Using Large Language Models in Classification Tasks: A Case Study in Credit Risk Modeling-- My Failed Attempt #1

Using Large Language Models in Classification Tasks: A Case Study in Credit Risk Modeling-- My Failed Attempt #1

With the advancement of large language models, I am curious about their implications for the industry practice of classification tasks, where traditional models like logistic regression and tree-based models currently dominate.

The data I used comes from Kaggle, specifically from a competition organised by Home Credit, a prominent player in the Southeast Asian market, particularly in the offline sector.

My initial approach is to convert tabular data into key-value pair text and let the large language model handle the rest. The major challenge I initially faced was memory usage, as the Jupyter kernel kept failing during the tokenisation step. The second challenge is my limited knowledge of transformer architecture, which led me to rely on replicating examples found online. The third challenge is slow iteration since training LLM is time and resource-consuming. The fourth challenge is that the model predicts all zeros.
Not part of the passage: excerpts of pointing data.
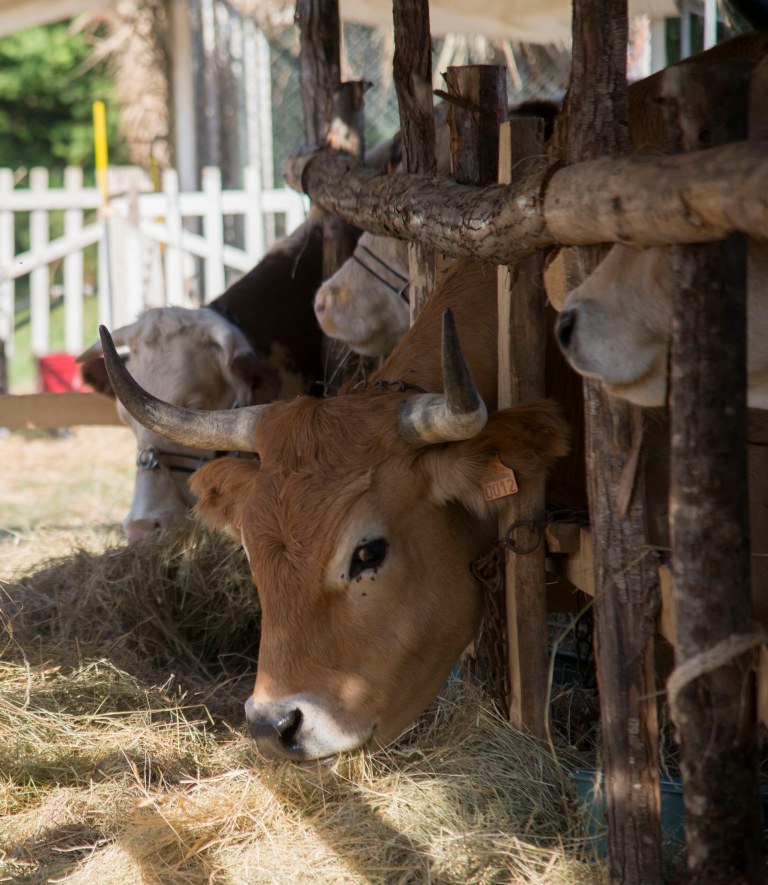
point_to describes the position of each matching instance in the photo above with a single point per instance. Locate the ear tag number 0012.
(498, 481)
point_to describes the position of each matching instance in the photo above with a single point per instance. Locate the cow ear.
(245, 365)
(525, 440)
(221, 488)
(263, 381)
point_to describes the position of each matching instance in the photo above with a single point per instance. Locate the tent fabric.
(526, 21)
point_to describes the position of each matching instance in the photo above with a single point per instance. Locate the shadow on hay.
(180, 605)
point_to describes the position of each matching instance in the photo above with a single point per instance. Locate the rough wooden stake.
(324, 99)
(714, 711)
(522, 344)
(626, 579)
(412, 70)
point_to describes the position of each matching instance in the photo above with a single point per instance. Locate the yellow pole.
(100, 147)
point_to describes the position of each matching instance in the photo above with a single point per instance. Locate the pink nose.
(321, 305)
(136, 529)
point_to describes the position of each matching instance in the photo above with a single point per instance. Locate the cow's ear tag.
(498, 481)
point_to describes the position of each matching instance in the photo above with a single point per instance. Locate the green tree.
(47, 88)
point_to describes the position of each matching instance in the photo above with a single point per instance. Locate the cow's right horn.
(459, 413)
(227, 430)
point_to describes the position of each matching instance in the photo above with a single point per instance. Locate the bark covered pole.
(522, 345)
(325, 101)
(412, 71)
(626, 579)
(712, 691)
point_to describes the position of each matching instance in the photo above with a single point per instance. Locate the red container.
(58, 373)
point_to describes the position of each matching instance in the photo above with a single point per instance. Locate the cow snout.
(321, 305)
(566, 322)
(277, 733)
(136, 529)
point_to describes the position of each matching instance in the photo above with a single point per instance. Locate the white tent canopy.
(530, 21)
(527, 21)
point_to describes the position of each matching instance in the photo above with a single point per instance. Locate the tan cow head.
(616, 325)
(365, 303)
(191, 358)
(360, 522)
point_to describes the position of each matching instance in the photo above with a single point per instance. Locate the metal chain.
(490, 664)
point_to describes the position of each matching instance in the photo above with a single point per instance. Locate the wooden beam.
(626, 583)
(37, 411)
(712, 690)
(412, 71)
(522, 345)
(642, 200)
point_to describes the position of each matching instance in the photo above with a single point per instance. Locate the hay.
(184, 605)
(122, 757)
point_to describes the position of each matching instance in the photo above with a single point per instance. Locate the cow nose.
(136, 529)
(564, 328)
(321, 305)
(277, 735)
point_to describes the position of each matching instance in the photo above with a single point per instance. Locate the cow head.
(191, 358)
(616, 325)
(365, 303)
(360, 521)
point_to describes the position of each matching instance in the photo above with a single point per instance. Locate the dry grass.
(122, 758)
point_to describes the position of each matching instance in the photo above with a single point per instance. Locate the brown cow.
(360, 521)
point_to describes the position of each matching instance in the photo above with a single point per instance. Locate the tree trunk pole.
(522, 346)
(322, 93)
(412, 71)
(712, 691)
(626, 580)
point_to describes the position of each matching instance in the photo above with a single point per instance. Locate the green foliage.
(47, 89)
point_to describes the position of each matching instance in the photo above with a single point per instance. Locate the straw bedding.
(123, 757)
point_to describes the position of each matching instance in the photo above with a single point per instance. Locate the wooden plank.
(626, 583)
(521, 348)
(412, 73)
(39, 411)
(73, 267)
(712, 690)
(39, 291)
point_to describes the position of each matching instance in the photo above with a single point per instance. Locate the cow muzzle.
(299, 728)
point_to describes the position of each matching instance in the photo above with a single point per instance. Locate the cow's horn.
(457, 414)
(227, 430)
(119, 336)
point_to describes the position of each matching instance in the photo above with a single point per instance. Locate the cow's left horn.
(227, 430)
(458, 413)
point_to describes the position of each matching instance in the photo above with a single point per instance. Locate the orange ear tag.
(498, 481)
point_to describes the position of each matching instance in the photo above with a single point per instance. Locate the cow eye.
(367, 556)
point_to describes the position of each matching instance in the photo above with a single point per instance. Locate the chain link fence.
(367, 53)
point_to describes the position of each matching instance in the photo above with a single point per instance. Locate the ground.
(58, 490)
(123, 757)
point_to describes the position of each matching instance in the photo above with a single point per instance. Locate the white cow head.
(365, 303)
(193, 358)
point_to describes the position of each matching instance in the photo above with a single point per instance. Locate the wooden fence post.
(712, 690)
(412, 72)
(73, 268)
(522, 345)
(626, 576)
(7, 252)
(39, 289)
(320, 78)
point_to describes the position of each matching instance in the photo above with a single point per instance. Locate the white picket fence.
(154, 248)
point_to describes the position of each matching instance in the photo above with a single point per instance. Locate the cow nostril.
(564, 328)
(288, 726)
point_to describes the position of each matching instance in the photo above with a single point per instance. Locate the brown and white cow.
(256, 342)
(360, 520)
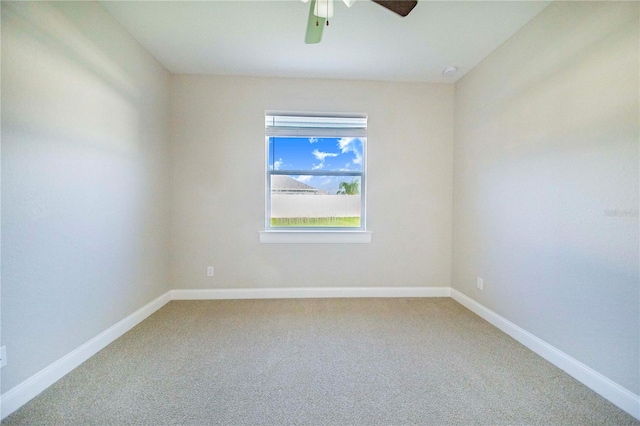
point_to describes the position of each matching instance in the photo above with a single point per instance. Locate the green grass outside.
(319, 222)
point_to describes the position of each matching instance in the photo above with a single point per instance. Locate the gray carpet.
(317, 362)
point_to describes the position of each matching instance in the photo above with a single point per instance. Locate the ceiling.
(364, 42)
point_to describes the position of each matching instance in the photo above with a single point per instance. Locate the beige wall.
(84, 180)
(546, 183)
(218, 172)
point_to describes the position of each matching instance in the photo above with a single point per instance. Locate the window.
(315, 172)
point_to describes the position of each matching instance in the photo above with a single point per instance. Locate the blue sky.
(332, 154)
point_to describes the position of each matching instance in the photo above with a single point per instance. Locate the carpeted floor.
(317, 362)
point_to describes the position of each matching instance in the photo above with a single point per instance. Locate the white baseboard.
(25, 391)
(310, 292)
(623, 398)
(13, 399)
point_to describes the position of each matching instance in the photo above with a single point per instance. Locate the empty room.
(320, 212)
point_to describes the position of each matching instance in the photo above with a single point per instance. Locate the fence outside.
(314, 206)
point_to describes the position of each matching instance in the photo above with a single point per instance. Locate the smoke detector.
(449, 71)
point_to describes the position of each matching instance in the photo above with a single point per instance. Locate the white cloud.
(322, 155)
(344, 144)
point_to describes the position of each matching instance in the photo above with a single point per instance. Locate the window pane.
(321, 153)
(315, 201)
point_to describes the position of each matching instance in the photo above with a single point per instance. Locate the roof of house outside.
(281, 183)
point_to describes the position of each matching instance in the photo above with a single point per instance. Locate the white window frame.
(278, 123)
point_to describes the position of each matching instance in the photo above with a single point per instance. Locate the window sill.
(315, 237)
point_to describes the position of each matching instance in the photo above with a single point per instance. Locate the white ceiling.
(364, 42)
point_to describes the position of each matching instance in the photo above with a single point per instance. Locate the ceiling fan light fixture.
(324, 9)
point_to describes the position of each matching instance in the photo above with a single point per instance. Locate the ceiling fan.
(321, 10)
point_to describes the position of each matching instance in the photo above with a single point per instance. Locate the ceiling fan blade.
(401, 7)
(315, 25)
I solved the first challenge by processing the results in batches and saving them to disk to prevent duplicate work. The second challenge is unavoidable and will take time to improve. The third challenge cannot be avoided due to limitations on computational resources and my knowledge of modelling efficiency.
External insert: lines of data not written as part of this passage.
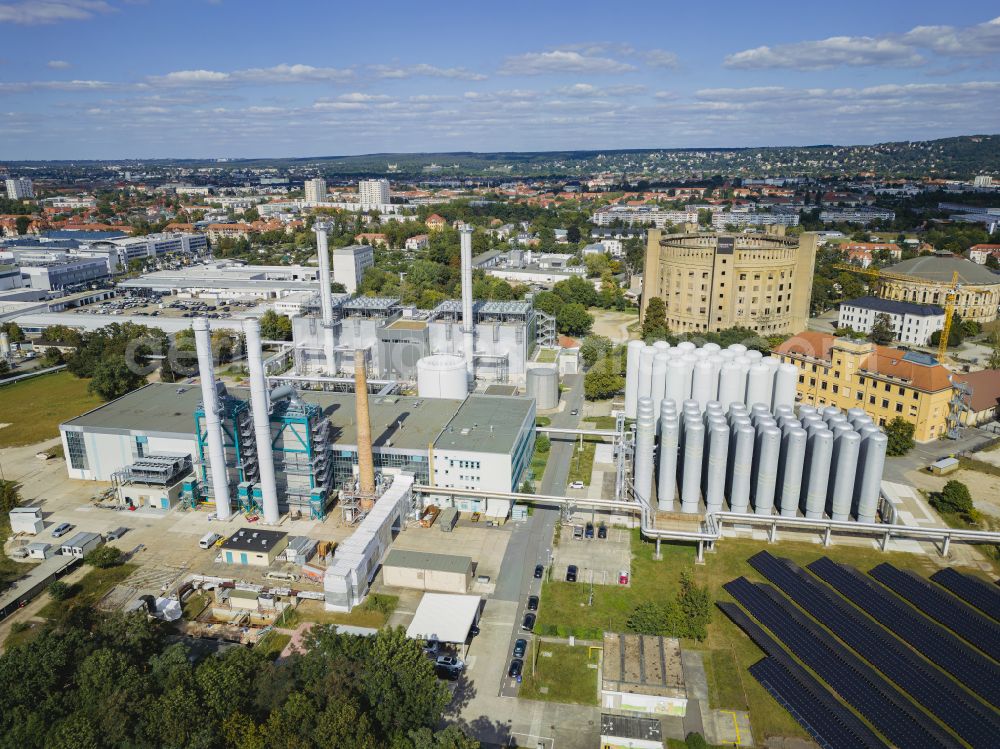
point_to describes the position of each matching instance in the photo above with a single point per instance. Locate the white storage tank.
(542, 384)
(442, 376)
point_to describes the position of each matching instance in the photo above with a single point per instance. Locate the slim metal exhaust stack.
(261, 421)
(366, 461)
(213, 421)
(468, 331)
(325, 295)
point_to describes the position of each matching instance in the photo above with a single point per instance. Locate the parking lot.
(598, 560)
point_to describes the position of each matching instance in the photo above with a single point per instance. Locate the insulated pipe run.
(213, 421)
(261, 421)
(325, 296)
(468, 331)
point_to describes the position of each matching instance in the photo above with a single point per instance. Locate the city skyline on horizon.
(215, 82)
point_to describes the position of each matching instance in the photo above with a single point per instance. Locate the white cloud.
(854, 51)
(423, 69)
(890, 50)
(283, 73)
(562, 61)
(588, 90)
(661, 58)
(29, 12)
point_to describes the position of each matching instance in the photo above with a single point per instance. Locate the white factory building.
(911, 323)
(495, 339)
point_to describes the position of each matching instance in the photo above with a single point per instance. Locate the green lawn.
(273, 643)
(89, 590)
(566, 674)
(34, 408)
(374, 613)
(727, 651)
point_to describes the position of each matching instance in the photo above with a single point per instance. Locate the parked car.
(449, 661)
(514, 671)
(432, 647)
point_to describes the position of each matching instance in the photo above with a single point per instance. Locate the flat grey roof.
(398, 422)
(486, 423)
(425, 560)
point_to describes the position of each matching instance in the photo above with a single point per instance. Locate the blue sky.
(240, 78)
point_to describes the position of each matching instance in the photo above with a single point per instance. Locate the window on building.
(77, 451)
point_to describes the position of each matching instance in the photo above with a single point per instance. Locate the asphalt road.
(531, 541)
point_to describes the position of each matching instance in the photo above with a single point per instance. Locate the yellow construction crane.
(949, 301)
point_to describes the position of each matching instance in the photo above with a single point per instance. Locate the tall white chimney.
(325, 295)
(261, 420)
(213, 422)
(468, 331)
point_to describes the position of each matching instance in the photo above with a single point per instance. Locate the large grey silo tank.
(817, 472)
(843, 474)
(642, 479)
(633, 352)
(667, 485)
(869, 479)
(694, 447)
(742, 466)
(769, 445)
(718, 455)
(793, 453)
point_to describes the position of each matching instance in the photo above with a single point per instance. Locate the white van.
(209, 540)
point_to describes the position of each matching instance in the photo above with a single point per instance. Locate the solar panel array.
(972, 590)
(977, 672)
(858, 684)
(831, 724)
(943, 607)
(941, 696)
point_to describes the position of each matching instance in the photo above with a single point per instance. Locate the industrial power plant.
(727, 433)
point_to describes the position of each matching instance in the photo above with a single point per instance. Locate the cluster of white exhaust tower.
(728, 433)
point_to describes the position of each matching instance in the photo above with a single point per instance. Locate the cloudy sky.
(232, 78)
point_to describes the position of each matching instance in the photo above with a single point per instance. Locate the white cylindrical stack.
(645, 382)
(694, 447)
(666, 488)
(642, 479)
(632, 377)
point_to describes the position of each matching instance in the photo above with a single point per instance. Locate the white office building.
(373, 193)
(350, 264)
(911, 323)
(19, 187)
(315, 190)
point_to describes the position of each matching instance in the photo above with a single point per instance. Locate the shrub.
(59, 590)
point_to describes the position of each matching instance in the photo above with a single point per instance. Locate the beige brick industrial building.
(928, 279)
(712, 281)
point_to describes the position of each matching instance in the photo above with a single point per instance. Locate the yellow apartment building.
(886, 382)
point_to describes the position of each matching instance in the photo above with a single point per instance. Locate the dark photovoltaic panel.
(857, 683)
(973, 721)
(972, 590)
(824, 725)
(831, 724)
(943, 607)
(977, 672)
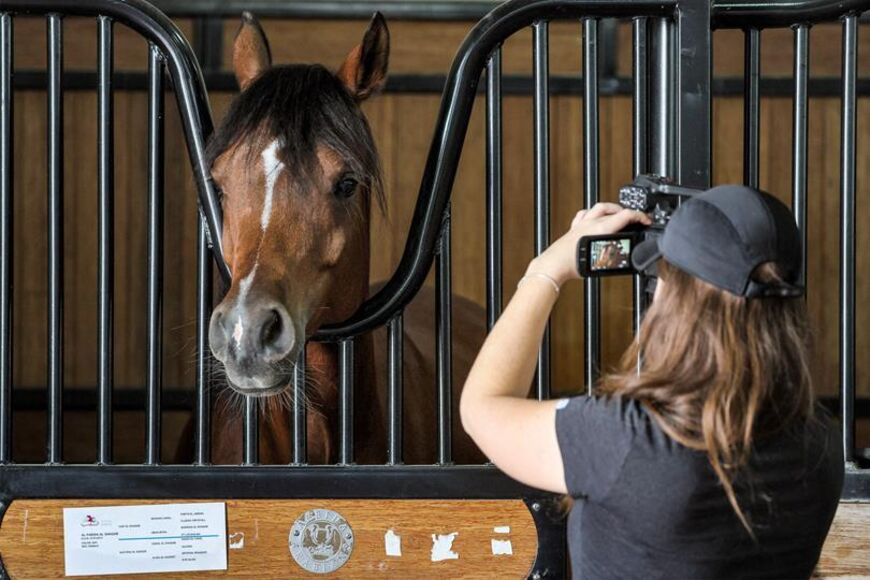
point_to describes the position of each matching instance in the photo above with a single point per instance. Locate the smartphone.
(606, 255)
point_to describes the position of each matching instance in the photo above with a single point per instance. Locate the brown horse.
(298, 170)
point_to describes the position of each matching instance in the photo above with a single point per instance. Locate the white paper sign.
(179, 537)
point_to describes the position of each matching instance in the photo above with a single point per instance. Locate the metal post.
(345, 402)
(799, 155)
(395, 392)
(300, 419)
(203, 372)
(55, 240)
(444, 342)
(494, 197)
(6, 98)
(591, 302)
(541, 103)
(640, 137)
(155, 255)
(751, 106)
(847, 235)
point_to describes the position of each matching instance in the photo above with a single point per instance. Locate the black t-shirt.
(648, 507)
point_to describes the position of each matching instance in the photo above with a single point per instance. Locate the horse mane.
(306, 106)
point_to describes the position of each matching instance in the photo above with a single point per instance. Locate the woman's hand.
(559, 261)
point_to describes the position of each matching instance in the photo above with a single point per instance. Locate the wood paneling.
(403, 125)
(31, 537)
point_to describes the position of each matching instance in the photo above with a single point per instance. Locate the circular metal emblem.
(321, 541)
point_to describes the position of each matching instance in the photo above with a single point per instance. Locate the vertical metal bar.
(591, 302)
(395, 393)
(640, 136)
(661, 158)
(444, 342)
(203, 371)
(541, 104)
(494, 195)
(55, 240)
(251, 437)
(155, 256)
(6, 98)
(300, 419)
(691, 50)
(345, 402)
(799, 155)
(106, 270)
(751, 106)
(847, 234)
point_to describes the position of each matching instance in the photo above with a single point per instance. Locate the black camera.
(610, 254)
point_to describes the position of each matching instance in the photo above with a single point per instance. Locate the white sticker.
(237, 541)
(145, 538)
(393, 543)
(502, 548)
(442, 547)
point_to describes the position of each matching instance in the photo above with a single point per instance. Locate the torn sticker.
(442, 547)
(393, 543)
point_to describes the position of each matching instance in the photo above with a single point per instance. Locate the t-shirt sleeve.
(595, 435)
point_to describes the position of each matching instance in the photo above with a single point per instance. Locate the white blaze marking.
(237, 541)
(442, 547)
(502, 548)
(393, 543)
(502, 529)
(272, 168)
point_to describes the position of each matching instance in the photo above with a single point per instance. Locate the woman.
(712, 461)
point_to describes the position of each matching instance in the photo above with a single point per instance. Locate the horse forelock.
(302, 108)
Driven by curiosity, my questions are:

  • Using the same dataset, is a large language model (LLM) better than traditional classification methods?
  • Does fine-tuning using a specific dataset on top of the baseline model create a usable expert model?
  • Will LLM suffer from the curse of dimensionality, or can the attention mechanism effectively handle it?
  • Can LLM help with feature engineering, which is the most important task in the credit risk model?

I don’t think I can answer these questions through simple experimentation. However, it’s interesting to think about and explore these possibilities.
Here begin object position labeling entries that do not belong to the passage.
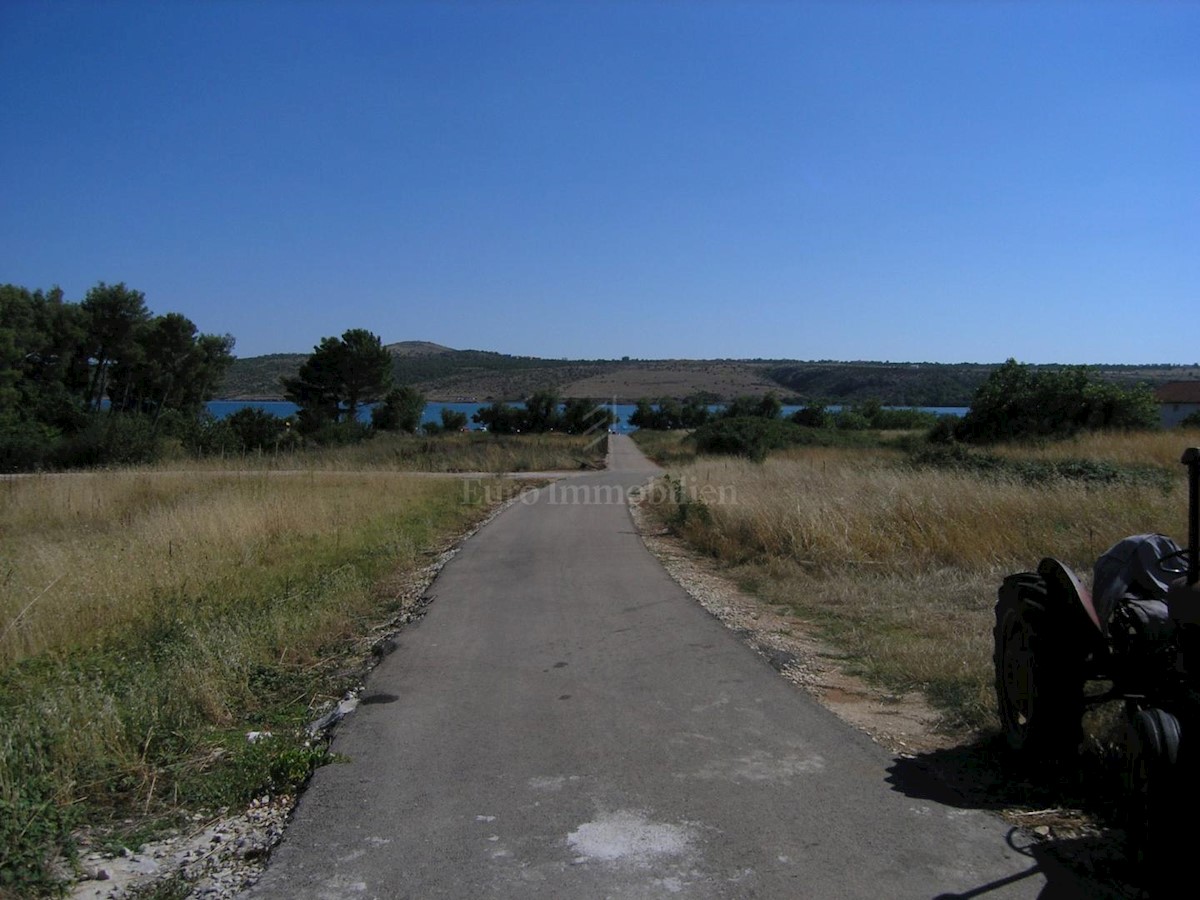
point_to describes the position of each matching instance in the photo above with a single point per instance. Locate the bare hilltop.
(449, 375)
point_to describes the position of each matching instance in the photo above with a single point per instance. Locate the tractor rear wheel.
(1039, 671)
(1153, 795)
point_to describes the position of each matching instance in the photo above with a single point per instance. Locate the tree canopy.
(340, 375)
(1018, 402)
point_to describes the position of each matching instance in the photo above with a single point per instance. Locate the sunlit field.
(150, 618)
(899, 564)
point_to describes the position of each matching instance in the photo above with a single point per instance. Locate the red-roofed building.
(1177, 401)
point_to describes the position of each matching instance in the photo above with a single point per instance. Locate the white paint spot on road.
(552, 783)
(629, 837)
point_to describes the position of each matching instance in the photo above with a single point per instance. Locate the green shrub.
(753, 437)
(1018, 402)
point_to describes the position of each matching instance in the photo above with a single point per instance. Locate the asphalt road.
(567, 723)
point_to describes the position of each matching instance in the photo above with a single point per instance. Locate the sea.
(221, 408)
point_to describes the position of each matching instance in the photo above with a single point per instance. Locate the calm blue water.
(221, 408)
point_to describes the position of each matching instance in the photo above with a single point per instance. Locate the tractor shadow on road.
(1060, 819)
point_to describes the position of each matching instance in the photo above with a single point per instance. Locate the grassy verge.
(899, 564)
(472, 451)
(151, 621)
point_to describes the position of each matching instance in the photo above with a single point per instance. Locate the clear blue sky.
(918, 181)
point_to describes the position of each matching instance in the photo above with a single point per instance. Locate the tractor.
(1134, 637)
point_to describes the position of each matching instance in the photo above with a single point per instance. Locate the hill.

In the end, I managed to fine-tune the model, but the result was all zeros. The exact reason remains unclear, though imbalanced samples might be a contributing factor. To further my understanding and improve the results, I plan to delve into the existing literature on using large language models for classification tasks. Additionally, I discovered a technique called Parameter-Efficient Fine-Tuning, which can significantly reduce the computational resources required.